Sete Décadas
Acabei de ler “Floradas na Serra”, romance da autoria de Dinah Silveira de Queiroz, de 1939.
A ação se passa em Campos do Jordão, principalmente na pensão de D. Sofia, que fica num lugar chamado Abernéssia, para onde vai Elza, a personagem central, para curar-se de uma tuberculose. Há algumas cenas também na cidade de Capivari. O final da narrativa, o qual é aberto e pode levar o leitor a duas especulações, ocorre em S. Paulo, a Capital. A primeira especulação é imaginar se Elza vai continuar com seu noivo, que está chegando de Londres; a segunda é imaginá-la voltando para Campos do Jordão e reencontrando Flávio.
A leitura desse romance me lembrou o assassinato de Felipe Caffé e Liana Friedenbach. Por que essa lembrança? Porque Elza e Flávio, duas personagens muito importantes no livro, passeiam a pé, sozinhos, pelos campos da região. Mas, em momento algum, são incomodados por quem quer que seja. Elza chega a tomar banho completamente nua, em uma cachoeira, imitando a personagem Olivinha, que já fizera o mesmo antes. Claro que tudo isso é ficção, mas uma ficção perfeitamente verossímil, mesmo se considerando a época que o romance retrata, provavelmente anos 20 e 30 do século XX.

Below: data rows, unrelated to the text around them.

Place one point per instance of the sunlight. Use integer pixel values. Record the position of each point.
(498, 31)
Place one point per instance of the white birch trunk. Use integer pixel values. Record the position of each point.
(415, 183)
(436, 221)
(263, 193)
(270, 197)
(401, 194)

Agora, voltando a Felipe e Liana, a história dos dois, em parte, lembra a relação entre Elza e Flávio. Ambos os casais procuram um região bucólica e erma para namorar, passear, ser feliz pelo menos por algumas horas. Mas, entre a ficção protagonizada por Elza e Flávio e a realidade vivida por Liana e Felipe, há exatamente 70 anos de diferença. E a violência que se vive hoje, a qual vitimou Felipe e Liana, era inimaginável há 70 anos. Aí está então uma das importâncias de “Floradas na Serra”: nos fazer refletir sobre o quanto a vida humana se degradou; o quanto a violência, em apenas sete décadas, nos tornou vassalos do medo e da paranóia; o quanto um ato tão romântico, simples e bonito, como o passeio de um casal de namorados, está se tornando algo raro por causa da brutalidade que nos espreita diariamente.
Outras reflexões sobre “Floradas na Serra” podem ser colocadas, como a diferença entre a ficção que se fazia nos anos 30 e 40 e a que se faz hoje. Mas isso é assunto para outro texto. Não quero te cansar, leitor. Contudo te recomendo a leitura desse romance de Dinah Silveira de Queiroz. Vale a pena.